Saturday, May 4, 2013

morning, moments, and Aslan.



This morning broke clean and beautiful, filled to overflowing with a bright blue sky and golden sun. The night that held so much drifted away and now, sitting in the clear light, my coffee cup steaming beside me, all I can think of is how beautiful it all is.

Unpacking must be done, boxes to empty, a new space to fill with life abundant. For now though, before the day fully sweeps in, I'm sitting here, enjoying this mug full of coffee and thinking about all the day holds.

The mountains out my window have peaks covered in white snow, shining in the morning light. Up there, I know winter is still clinging to the tips of these beautiful mountains...where I am below, it's going ever so slowly. Our mornings hold the last breaths of winter and our afternoons promise Spring will come soon. Spring snow falls in spurts, every day different from the next, yet, the snow melts quickly and Spring pushes on.

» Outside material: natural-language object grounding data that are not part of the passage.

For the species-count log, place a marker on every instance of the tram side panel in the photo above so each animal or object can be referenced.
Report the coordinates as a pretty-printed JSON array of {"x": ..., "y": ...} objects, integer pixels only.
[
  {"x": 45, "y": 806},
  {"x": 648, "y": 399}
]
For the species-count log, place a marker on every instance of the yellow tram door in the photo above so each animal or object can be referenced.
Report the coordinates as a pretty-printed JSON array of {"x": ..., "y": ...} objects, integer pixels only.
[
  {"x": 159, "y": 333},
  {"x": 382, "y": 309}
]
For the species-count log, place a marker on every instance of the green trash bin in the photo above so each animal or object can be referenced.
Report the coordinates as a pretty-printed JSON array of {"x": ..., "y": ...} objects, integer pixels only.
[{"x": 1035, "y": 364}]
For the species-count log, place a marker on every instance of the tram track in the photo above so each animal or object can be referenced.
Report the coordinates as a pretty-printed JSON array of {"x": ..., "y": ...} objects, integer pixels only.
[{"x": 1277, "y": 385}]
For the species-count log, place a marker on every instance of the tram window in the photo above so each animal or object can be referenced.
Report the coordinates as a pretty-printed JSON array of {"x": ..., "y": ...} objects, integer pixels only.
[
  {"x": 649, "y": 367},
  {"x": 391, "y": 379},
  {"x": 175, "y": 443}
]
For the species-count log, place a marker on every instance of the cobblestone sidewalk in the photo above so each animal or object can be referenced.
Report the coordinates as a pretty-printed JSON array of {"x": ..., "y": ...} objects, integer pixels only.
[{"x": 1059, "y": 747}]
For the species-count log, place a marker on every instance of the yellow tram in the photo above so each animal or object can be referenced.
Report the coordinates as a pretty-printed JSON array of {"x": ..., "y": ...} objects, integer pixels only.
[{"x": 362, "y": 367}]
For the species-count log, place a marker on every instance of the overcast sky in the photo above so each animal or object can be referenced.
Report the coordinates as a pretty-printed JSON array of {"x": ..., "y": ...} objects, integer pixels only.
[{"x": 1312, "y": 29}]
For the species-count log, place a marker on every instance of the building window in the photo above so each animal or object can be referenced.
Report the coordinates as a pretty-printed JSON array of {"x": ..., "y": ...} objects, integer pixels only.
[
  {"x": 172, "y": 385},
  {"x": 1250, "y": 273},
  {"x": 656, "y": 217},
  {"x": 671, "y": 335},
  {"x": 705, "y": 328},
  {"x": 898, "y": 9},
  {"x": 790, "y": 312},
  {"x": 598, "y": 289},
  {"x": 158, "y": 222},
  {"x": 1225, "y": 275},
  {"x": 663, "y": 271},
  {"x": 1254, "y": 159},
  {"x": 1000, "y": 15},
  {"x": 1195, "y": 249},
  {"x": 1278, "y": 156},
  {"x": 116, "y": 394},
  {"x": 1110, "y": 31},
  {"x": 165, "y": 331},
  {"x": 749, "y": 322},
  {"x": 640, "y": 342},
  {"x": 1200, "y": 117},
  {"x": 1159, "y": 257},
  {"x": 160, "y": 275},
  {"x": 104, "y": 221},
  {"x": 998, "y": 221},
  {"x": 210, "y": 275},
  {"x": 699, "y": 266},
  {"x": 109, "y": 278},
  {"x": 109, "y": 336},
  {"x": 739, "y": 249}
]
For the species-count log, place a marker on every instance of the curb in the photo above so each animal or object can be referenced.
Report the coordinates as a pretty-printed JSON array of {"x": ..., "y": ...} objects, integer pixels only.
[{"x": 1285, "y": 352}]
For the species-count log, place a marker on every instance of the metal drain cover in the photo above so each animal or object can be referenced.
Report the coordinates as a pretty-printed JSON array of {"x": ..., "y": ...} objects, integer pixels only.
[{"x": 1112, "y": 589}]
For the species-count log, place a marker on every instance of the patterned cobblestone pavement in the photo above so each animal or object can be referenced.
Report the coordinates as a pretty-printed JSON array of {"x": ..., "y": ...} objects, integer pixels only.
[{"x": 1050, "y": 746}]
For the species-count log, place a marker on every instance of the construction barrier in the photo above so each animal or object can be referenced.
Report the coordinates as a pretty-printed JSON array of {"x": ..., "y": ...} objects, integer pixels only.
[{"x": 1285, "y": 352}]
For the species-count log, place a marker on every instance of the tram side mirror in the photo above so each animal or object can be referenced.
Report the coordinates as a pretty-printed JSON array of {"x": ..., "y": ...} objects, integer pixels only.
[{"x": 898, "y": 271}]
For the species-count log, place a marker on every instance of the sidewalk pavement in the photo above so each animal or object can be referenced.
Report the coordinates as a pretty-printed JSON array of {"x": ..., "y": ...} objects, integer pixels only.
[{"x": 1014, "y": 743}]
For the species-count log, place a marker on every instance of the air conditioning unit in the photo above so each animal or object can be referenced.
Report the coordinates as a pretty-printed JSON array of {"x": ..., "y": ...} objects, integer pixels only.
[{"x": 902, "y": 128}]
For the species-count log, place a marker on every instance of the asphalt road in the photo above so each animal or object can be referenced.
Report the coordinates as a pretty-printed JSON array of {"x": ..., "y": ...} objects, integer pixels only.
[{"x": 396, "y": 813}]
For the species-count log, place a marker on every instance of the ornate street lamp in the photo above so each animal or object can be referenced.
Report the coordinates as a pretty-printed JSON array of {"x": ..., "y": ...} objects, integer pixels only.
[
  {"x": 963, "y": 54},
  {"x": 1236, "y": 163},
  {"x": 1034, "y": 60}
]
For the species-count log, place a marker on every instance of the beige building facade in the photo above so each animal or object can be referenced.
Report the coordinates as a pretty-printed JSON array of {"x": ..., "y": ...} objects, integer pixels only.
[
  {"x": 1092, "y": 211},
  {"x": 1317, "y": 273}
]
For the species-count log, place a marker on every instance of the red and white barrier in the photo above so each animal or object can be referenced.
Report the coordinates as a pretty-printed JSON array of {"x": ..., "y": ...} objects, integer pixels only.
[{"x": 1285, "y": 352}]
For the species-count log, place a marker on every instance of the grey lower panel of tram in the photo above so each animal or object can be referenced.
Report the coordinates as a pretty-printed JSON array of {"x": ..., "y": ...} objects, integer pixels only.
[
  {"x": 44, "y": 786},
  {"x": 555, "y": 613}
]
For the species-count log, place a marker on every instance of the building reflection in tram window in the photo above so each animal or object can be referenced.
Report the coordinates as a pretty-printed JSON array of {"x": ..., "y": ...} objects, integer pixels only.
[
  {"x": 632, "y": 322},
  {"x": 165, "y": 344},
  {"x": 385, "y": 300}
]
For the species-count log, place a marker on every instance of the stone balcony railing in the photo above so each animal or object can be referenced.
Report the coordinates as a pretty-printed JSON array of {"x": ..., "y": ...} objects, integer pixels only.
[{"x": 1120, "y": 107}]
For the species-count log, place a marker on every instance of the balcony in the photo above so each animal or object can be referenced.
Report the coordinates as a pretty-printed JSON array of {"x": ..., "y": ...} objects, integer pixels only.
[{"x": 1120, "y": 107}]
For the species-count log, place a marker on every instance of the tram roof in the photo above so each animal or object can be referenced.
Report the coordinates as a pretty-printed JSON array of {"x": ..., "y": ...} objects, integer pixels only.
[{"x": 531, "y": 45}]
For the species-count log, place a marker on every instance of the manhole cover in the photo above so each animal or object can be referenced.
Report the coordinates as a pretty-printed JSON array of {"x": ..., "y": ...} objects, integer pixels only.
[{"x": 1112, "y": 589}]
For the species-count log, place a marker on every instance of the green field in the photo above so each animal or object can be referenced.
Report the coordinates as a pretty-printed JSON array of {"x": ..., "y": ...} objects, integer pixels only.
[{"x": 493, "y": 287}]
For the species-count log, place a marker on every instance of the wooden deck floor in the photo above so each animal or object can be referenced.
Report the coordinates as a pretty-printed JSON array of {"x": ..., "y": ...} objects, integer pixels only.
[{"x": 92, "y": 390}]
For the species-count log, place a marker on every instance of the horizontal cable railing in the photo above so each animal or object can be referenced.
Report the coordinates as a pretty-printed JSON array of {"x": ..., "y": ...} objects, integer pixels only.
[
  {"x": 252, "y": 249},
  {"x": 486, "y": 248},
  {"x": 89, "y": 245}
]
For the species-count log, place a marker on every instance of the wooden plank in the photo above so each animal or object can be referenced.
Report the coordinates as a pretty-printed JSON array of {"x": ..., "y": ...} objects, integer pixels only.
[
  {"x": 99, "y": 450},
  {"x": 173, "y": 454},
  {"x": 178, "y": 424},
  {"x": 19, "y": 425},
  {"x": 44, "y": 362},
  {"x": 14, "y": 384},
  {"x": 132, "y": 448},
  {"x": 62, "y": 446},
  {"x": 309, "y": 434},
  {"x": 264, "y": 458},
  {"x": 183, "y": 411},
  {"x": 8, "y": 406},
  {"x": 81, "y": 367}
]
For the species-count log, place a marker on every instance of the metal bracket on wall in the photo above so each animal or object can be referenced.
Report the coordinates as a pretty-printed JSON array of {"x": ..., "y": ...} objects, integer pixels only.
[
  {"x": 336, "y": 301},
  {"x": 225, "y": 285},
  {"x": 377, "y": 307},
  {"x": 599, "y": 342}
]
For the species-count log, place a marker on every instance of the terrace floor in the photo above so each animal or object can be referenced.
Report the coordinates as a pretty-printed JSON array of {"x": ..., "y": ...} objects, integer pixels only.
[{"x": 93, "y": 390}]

Amazing how quickly things change, isn't it? If you look back to a year ago, I'm sure, like me, you'd wonder at how life has changed, moved, shifted. Or maybe, your year holds a moment, a flash, when everything changed. Maybe it's the first time it's ever happened to you, coming unexpectedly and with a force hard enough to take your breath. I had that happen in the course of this past year. First time it's ever happened in that way before. Suddenly, wham, with a blinding flash everything changed. Amazing how that all can happen on the inside and if anyone looks at you, at where your life is, it will look exactly the same to them....probably would even in the moment things changed. Yet, it did indeed change and everything from that point forward has been different and I am certainly not who I was.

I sit here and smile, thinking of that day, because all I can do (though it has not been easy) is know that life is wild and beautiful and sweet, ever changing, ever breathing around us, whispering of a set number of days we have, and not to waste them wishing things were different...wishing that they could change again, that the struggle would be somehow less. Less is not what life is about. It's about more. More moments, more giving, more living, more being who He would have us be in those moments He gifts to us, be it easy or hard.

The song "Fairy Dance" from Peter Pan drifts from my computer. Lilting and soft, it reminds me of a time before when I wrote of much I do not write of now. Of fairies and ogres, of walking through a land where children seem to be the only ones to remember the way. I wrote often of this....knights and dragons, perhaps Narnia right around the next bend. I wrote often because this is who I am, this is what lives and breathes inside of me. But, it went away for a long time. Smiling, I think of all this, and it's amazing how, though I haven't written of this part of who I am in a long time, it is still there, quiet and still, waiting to come out at the right time. Perhaps, with the coming and going of one Spring, and now with the coming of another, time has healed the scar enough to think of all I found so beautiful, all that filled my days with what children delight in reading...what adults do too, if they're old enough to admit it once again. For I have been molded by the first books I ever read down into my soul, first the Word which cuts like a sword, reading through it at seven, while at the same time reading "The Chronicles of Narnia" and these together painted a living, breathing picture of beauty and magic, filling the days of a little girl, painting a picture of a majestic lion, Aslan in the one world, but in reality, the beautiful picture of Jesus, whose name I discovered at the same time. This is what has molded my relationship with Him. This is what He saw fit to use to mold me, creating a yearning inside my heart to capture words like an artist wields a paint brush, painting beautiful pictures of lands we forget as adults, of how their beauty can show us a picture of who He is even when we do not know it.

So, perhaps once again, it will come, singing to be written of....and maybe, you will find your way to lands you have forgotten, seeing once again the face of the One who loves you, knowing He would speak to you in any way possible, even through the made up visions of a writer who loves Him with her whole heart.

"It isn't Narnia, you know," sobbed Lucy. "It's you. We shan't meet you there. And how can we live, never meeting you?"
"But you shall meet me, dear one," said Aslan.
"Are-are you there too, Sir?" said Edmund.
"I am," said Aslan. "But there I have another name. You must learn to know me by that name. This was the very reason why you were brought to Narnia, that by knowing me here for a little, you may know me better there."